# Overview

I built a linear regression model using the lm() function in R, and the linearity assumption has been violated. All other assumptions have been met. I tried a multitude of transformations on the predictor, but that didn't improve the linearity. The independent variables is U.S. GDP/Capita in a specific year, and the dependent variable is number of suicides in a specific year in the U.S. The regression model has a significant F-statistic and a R-squared value of .69.

# The Data (only the first 2 rows)

| year | | gdp/capita | | suicides |
| ---- | | ---------- | | -------- |
| 1987 | | 259574.2   | | 30784    |
| 1988 | | 277240.9   | | 30388    |


# Residuals vs Fitted Plot indicating non-linearity

• This is not a programming question, so it is likely not on topic at Stack Overflow. However, let me point out one issue with your model. The US population is not constant per year. The GDP data is per capita (GDP divided by population), but the suicide data is just a total count. The number of suicides may be increasing simply because their are more people. What is the relationship between suicide rate (suicides per population) and GDP per capita? Commented Jan 9, 2021 at 20:08
• @BenNorris Thanks. I can change the suicides variables to a suicides/100k population variable.
– maudib528
Commented Jan 9, 2021 at 20:10

So I'm assuming that your model looked like this:

m1 <- lm(suicides ~ gdp/capita, data = df)
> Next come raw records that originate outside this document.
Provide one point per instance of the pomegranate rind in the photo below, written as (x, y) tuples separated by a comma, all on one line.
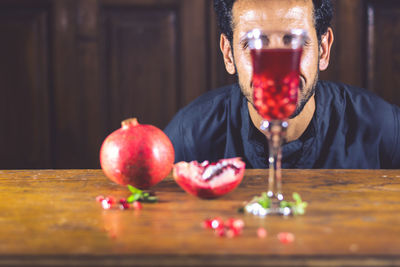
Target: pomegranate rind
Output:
[(140, 155), (188, 176)]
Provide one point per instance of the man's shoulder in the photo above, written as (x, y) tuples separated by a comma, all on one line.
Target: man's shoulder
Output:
[(369, 123), (347, 96), (198, 131), (211, 102)]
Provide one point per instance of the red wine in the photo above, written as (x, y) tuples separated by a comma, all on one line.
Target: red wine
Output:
[(276, 81)]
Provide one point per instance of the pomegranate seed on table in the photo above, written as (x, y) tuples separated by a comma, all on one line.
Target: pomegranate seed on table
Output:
[(220, 232), (217, 223), (235, 223), (207, 224), (261, 232), (137, 205), (106, 204), (286, 237), (123, 204)]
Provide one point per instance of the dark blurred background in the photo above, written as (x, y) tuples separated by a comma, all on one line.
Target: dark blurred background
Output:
[(71, 70)]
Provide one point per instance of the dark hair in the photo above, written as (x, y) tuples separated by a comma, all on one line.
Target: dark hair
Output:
[(323, 12)]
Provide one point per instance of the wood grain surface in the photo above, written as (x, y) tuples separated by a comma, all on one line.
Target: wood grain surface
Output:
[(51, 218)]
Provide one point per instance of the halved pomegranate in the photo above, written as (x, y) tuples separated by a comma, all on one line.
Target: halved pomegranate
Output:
[(209, 180)]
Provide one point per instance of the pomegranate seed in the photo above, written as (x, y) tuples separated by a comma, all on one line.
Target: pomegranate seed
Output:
[(123, 204), (106, 204), (110, 200), (286, 237), (137, 205), (220, 232), (217, 223), (238, 224), (261, 232), (207, 224), (231, 233)]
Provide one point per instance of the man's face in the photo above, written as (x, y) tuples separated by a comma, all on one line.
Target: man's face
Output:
[(276, 15)]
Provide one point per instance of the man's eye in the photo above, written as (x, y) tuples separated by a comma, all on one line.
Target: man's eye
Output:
[(287, 39)]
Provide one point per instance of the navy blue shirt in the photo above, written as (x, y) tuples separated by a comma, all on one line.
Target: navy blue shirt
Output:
[(351, 129)]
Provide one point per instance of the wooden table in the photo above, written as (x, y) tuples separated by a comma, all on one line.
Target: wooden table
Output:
[(51, 218)]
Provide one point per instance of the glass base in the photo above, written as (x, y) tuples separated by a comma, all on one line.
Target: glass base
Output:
[(255, 208)]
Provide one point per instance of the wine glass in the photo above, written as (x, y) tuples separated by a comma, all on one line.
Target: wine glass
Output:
[(275, 59)]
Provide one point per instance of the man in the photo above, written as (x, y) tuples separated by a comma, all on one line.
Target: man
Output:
[(334, 125)]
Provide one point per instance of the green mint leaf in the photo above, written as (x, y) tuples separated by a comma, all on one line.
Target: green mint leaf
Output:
[(134, 190), (130, 199)]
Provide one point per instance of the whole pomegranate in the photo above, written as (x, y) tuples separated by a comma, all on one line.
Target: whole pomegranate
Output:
[(136, 154), (209, 180)]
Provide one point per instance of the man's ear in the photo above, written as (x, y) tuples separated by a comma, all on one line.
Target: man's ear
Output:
[(226, 50), (325, 49)]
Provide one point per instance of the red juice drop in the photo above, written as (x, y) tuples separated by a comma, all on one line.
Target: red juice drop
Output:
[(275, 82)]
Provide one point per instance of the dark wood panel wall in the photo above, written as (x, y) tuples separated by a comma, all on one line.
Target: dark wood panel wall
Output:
[(71, 70)]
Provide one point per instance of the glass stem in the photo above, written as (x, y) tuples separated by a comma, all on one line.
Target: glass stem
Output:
[(276, 131)]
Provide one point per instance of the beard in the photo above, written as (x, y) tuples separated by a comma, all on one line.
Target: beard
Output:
[(304, 94)]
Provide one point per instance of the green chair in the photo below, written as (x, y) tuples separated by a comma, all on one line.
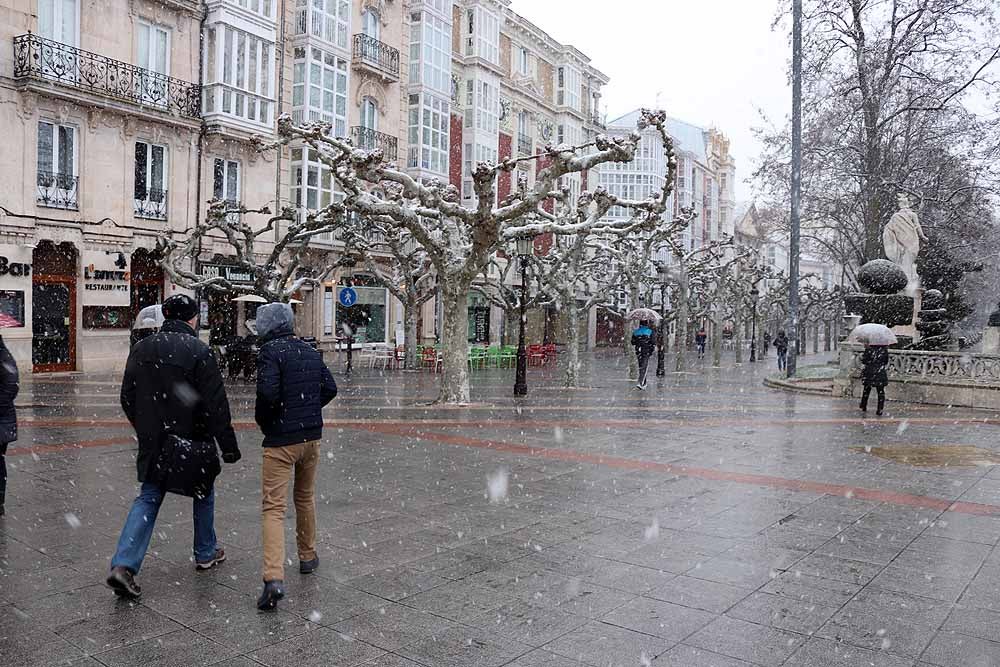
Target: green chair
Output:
[(477, 357)]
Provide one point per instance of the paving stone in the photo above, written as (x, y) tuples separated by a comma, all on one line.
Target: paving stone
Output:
[(683, 655), (747, 641), (950, 648), (700, 594), (817, 652), (605, 645), (321, 648), (660, 619), (464, 647), (183, 647)]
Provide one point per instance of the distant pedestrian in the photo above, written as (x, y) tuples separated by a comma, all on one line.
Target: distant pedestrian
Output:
[(8, 414), (172, 393), (781, 347), (875, 361), (644, 342), (700, 339), (293, 385)]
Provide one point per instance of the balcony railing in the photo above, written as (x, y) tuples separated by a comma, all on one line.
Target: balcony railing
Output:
[(57, 190), (370, 52), (39, 58), (369, 139), (524, 144), (153, 206)]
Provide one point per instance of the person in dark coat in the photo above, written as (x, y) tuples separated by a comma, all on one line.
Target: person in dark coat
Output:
[(700, 339), (781, 348), (293, 385), (171, 385), (644, 343), (8, 414), (875, 362)]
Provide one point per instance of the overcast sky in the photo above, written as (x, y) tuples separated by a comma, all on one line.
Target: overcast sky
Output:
[(712, 62)]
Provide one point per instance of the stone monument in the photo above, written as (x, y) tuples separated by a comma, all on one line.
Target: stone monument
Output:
[(901, 240)]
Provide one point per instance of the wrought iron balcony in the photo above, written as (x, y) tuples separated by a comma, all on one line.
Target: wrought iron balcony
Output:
[(375, 56), (151, 204), (524, 144), (46, 60), (369, 139), (57, 190)]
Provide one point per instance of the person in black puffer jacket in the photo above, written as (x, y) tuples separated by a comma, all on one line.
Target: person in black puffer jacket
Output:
[(171, 386), (293, 385), (8, 414)]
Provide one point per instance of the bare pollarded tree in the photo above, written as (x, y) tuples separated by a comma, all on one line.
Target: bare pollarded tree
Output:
[(274, 270), (460, 240), (394, 260)]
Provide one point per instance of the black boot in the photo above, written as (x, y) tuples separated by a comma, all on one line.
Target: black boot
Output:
[(122, 582), (273, 591)]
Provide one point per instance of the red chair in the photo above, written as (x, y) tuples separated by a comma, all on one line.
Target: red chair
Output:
[(429, 358)]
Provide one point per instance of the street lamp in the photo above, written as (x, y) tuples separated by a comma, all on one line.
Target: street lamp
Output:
[(661, 271), (525, 247)]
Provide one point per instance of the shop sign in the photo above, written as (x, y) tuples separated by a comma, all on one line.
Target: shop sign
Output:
[(107, 280), (234, 274), (15, 262)]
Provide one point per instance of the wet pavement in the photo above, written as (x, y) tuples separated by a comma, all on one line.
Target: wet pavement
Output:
[(705, 521)]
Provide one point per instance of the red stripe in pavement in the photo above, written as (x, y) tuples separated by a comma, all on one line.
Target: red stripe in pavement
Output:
[(876, 495)]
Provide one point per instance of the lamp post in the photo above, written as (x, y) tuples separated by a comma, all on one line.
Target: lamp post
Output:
[(661, 272), (525, 247)]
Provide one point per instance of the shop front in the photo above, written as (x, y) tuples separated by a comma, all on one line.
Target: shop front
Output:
[(53, 307)]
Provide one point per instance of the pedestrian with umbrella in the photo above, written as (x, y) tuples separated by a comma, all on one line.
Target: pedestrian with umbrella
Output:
[(874, 361), (643, 340)]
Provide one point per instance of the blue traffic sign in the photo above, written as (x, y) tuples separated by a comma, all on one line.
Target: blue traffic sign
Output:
[(348, 297)]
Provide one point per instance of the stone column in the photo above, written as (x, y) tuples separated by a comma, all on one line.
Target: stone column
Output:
[(991, 337)]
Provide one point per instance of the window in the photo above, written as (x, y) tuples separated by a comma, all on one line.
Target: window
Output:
[(319, 89), (430, 52), (328, 20), (153, 47), (149, 191), (523, 61), (56, 178), (568, 87), (240, 70), (429, 128), (58, 20), (226, 180), (370, 23), (369, 114)]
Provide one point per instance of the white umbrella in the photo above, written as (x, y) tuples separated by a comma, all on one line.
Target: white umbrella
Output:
[(250, 298), (872, 334), (644, 314), (150, 317)]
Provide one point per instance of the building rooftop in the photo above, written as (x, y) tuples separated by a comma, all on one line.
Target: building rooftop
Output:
[(690, 138)]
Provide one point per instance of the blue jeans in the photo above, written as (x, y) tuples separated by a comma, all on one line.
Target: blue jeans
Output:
[(138, 528)]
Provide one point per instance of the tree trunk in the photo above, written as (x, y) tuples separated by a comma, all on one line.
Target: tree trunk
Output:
[(572, 377), (738, 335), (455, 343), (680, 324), (410, 335), (716, 344)]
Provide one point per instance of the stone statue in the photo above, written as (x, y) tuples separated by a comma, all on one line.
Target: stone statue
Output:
[(901, 239)]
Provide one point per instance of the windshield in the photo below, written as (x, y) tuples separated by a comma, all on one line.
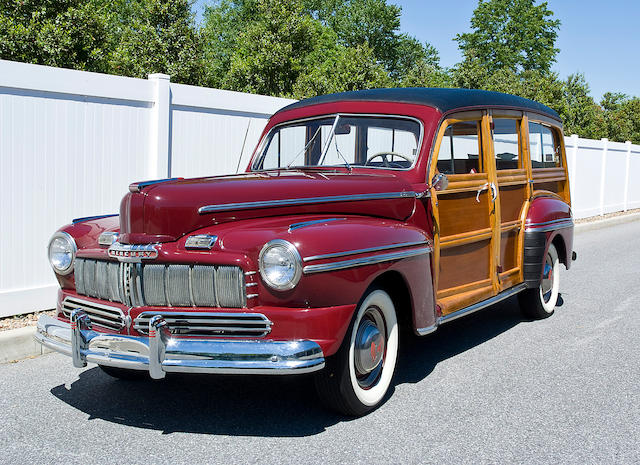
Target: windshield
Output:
[(364, 141)]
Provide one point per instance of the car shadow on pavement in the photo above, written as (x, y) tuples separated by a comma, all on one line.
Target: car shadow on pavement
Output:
[(268, 406)]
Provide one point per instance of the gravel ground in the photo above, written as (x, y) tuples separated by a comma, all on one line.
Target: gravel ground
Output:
[(490, 388), (606, 216)]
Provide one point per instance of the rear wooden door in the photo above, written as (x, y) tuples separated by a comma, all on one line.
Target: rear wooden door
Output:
[(510, 150), (466, 235)]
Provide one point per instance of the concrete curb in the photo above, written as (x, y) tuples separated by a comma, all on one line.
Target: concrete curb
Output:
[(606, 222), (16, 344)]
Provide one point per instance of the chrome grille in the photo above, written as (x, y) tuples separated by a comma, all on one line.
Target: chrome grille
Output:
[(100, 315), (209, 324), (136, 284)]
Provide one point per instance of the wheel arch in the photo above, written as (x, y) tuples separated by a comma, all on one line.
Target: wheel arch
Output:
[(395, 284)]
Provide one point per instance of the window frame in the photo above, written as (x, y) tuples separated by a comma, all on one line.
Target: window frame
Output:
[(260, 154)]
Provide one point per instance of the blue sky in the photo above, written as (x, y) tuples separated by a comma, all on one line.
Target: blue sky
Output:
[(597, 38)]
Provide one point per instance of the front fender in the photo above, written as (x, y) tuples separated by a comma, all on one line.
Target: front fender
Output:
[(342, 257)]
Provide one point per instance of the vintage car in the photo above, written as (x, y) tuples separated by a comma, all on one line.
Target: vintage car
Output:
[(359, 214)]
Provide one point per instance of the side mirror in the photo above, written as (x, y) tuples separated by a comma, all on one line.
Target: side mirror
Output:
[(440, 181)]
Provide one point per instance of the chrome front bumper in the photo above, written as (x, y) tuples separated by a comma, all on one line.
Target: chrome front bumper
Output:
[(161, 353)]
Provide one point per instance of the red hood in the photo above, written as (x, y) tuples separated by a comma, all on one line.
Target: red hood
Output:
[(166, 211)]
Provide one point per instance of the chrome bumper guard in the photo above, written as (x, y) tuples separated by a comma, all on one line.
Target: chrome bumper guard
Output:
[(161, 353)]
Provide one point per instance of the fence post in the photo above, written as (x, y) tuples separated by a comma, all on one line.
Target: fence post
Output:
[(626, 177), (159, 143), (574, 160), (603, 170)]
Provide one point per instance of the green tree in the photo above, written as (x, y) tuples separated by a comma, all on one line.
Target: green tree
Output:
[(159, 37), (376, 24), (346, 68), (511, 34), (271, 51), (64, 33), (621, 117)]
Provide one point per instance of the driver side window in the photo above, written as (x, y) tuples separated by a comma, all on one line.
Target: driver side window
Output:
[(461, 149)]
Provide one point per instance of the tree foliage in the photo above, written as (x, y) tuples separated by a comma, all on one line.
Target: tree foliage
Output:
[(517, 35), (155, 36), (63, 33)]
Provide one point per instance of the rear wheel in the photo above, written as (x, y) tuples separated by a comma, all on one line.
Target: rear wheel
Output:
[(123, 373), (357, 378), (540, 303)]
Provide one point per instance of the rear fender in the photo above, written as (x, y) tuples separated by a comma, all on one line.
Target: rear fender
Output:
[(548, 221)]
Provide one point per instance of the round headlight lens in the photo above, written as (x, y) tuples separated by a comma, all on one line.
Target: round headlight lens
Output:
[(280, 265), (62, 252)]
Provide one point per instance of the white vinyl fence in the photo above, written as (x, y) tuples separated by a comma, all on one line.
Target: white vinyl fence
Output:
[(71, 142)]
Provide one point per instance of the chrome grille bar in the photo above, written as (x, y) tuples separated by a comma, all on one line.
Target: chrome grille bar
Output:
[(100, 315), (161, 285), (209, 324)]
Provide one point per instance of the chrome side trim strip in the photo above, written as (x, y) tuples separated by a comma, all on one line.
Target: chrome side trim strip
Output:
[(341, 265), (427, 330), (544, 223), (305, 201), (480, 305), (361, 251), (550, 225), (304, 224), (89, 218)]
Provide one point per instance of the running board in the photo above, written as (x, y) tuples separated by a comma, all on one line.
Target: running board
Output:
[(472, 308)]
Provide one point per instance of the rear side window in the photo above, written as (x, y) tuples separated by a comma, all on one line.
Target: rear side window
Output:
[(505, 143), (460, 149), (544, 146)]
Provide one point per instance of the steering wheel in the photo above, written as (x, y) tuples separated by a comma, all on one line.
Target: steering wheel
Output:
[(385, 160)]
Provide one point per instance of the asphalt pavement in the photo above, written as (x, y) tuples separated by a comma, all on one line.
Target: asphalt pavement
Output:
[(490, 388)]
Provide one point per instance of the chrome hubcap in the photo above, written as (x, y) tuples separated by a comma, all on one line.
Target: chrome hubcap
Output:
[(369, 347), (547, 279)]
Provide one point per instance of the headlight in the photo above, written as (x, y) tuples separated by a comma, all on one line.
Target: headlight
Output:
[(62, 252), (280, 265)]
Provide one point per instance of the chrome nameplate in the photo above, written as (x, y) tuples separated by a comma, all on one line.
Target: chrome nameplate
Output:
[(132, 253)]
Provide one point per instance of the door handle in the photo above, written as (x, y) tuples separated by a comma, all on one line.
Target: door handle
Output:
[(488, 185)]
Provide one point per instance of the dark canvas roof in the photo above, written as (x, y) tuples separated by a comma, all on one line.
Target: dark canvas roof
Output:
[(444, 100)]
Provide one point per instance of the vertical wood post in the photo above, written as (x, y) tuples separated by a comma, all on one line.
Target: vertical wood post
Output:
[(159, 128), (627, 174), (603, 172)]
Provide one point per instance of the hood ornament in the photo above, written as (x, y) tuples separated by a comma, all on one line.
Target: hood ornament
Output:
[(132, 253)]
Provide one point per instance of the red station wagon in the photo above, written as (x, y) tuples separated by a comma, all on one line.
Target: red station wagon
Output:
[(359, 213)]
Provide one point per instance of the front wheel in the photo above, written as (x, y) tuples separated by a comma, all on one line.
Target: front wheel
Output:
[(540, 303), (356, 379)]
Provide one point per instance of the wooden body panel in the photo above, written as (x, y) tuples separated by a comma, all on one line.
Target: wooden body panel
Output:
[(479, 245)]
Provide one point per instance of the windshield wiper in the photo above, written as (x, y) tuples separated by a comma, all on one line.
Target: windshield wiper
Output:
[(304, 149), (335, 139)]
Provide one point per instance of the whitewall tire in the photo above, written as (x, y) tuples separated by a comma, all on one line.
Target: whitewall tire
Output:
[(540, 303), (356, 380)]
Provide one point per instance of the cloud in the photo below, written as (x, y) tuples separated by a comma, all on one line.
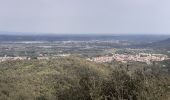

There are a few ways of fitting non-linear models, but the most straightforward at this point would be to fit a quadratic term to your model. You could do that like this:

df$gdp2 <- df$gdp/capita^2
m2 <- lm(suicides ~ gdp/capita + gdp2, data = df)


Another way would be to look into generalized additive models. One package to use would be mgcv, in which case the code could look like this:

library(mgcv)
m3 <- gam(suicides ~ s(gdp/capita), data = df)